Georgia has riled Russia by the push to join NATO and a row has erupted with Moscow over the rebel regions of Abkhazia and South Ossetia which have broken away from Tbilisi and see Russia as their main protector.
Georgia’s image as a rare beacon of democracy in the former Soviet Union was tarred in November when the pro-Western Saakashvili sent in riot troops to crush protests. Opponents said he rigged a January presidential poll, a charge he denies.
The U.S.-educated lawyer says the parliamentary vote must be “beautiful” and opinion polls show his United National Movement party will win a majority in the 150-seat parliament.
But the opposition says authorities are planning to rig the poll and said 100,000 people would come out on Wednesday night in Tbilisi to protest against falsification of the election.
“They are doing everything to falsify the polls,” Levan Gachechiladze, the leader of the opposition coalition, said after casting his vote.
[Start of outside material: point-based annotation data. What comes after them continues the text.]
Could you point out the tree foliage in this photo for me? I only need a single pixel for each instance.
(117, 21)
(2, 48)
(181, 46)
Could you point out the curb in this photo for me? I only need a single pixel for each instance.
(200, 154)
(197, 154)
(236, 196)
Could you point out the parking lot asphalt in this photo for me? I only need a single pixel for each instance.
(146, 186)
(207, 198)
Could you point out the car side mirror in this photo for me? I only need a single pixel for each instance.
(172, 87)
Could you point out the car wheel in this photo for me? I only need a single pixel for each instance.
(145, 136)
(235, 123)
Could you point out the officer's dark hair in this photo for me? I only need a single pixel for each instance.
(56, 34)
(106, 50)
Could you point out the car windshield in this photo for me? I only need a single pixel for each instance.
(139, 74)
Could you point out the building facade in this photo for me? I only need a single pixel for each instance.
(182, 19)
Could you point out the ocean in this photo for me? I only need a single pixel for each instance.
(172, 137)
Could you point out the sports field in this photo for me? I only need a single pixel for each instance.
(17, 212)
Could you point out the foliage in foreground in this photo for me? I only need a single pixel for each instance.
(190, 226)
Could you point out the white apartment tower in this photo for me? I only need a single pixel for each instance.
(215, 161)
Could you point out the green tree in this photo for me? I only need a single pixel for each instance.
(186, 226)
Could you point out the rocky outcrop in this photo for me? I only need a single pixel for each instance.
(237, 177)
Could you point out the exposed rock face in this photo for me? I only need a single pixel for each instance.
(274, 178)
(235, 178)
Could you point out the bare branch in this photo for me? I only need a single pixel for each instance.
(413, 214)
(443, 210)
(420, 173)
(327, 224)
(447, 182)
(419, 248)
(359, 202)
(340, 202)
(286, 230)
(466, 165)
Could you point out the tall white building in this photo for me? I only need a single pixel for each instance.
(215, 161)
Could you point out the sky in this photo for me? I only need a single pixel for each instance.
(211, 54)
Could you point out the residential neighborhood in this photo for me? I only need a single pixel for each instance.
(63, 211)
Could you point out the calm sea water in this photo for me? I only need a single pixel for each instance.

“In the evening we will hold a huge rally — 100,000 people will come out and we are going to announce the true results of the poll.”
Voting started at 0800 (0400 GMT) and polls close at 2000 local time. Voters queued calmly to vote in central Tbilisi.
Forecasts carried out for Saakashvili’s party showed it would get 54 percent of the vote with 19 percent for the United Opposition Council.
“I will be voting for Saakashvili’s party because I am voting for stability — they at least showed us they are able to do something good in this country and the opposition just talk all the time,” said Zurab Melikidze, a 78-year-old pensioner waiting to vote in central Tbilisi.
Saakashvili became the darling of the West after he swept to power in the peaceful 2003 “Rose” revolution, promising market reforms, a greater adherence to democracy and re-orienting his country of 4.5 million towards the European mainstream.
The opposition says Saakashvili’s rhetoric about democracy masks his intolerance of dissent and said the revolution that swept him to power was a U.S.-managed farce.
“There will be no new Rose Revolution here because I don’t like roses. The Rose Revolution and the democratic revolution is a farce — this was a U.S. experiment,” said opposition leader Gachechiladze.
NATO, which has offered Tbilisi a path to eventual membership, has said it will be watching to ensure the election will be fair.
The West’s main election monitor said in a report it had substantiated several cases of intimidation by state employees seeking support for Saakashvili’s party and that news coverage by television stations was skewed in favor of the ruling party.
In his campaign, Saakashvili, 40, has concentrated on pledges to eradicate poverty in Georgia. About one third of people live below the official poverty line.
Georgians are unhappy with soaring prices for fuel and food. The opposition says Saakashvili has failed to tackle unemployment and that high-level corruption remains rampant.
External relations also feature in the campaign. Saakashvili closed his campaign by warning that Georgia’s enemies wanted to use the election to sow discord.
Giant neighbor Russia last month deepened ties with the separatist regions and sent more troops to Abkhazia, prompting criticism from the United States, Georgia’s main big power ally.
The opposition say Saakashvili has unnecessarily provoked the Kremlin’s ire with his sharp tongue — such as when he referred to former Russian President Vladimir Putin as “a little man in the Kremlin”.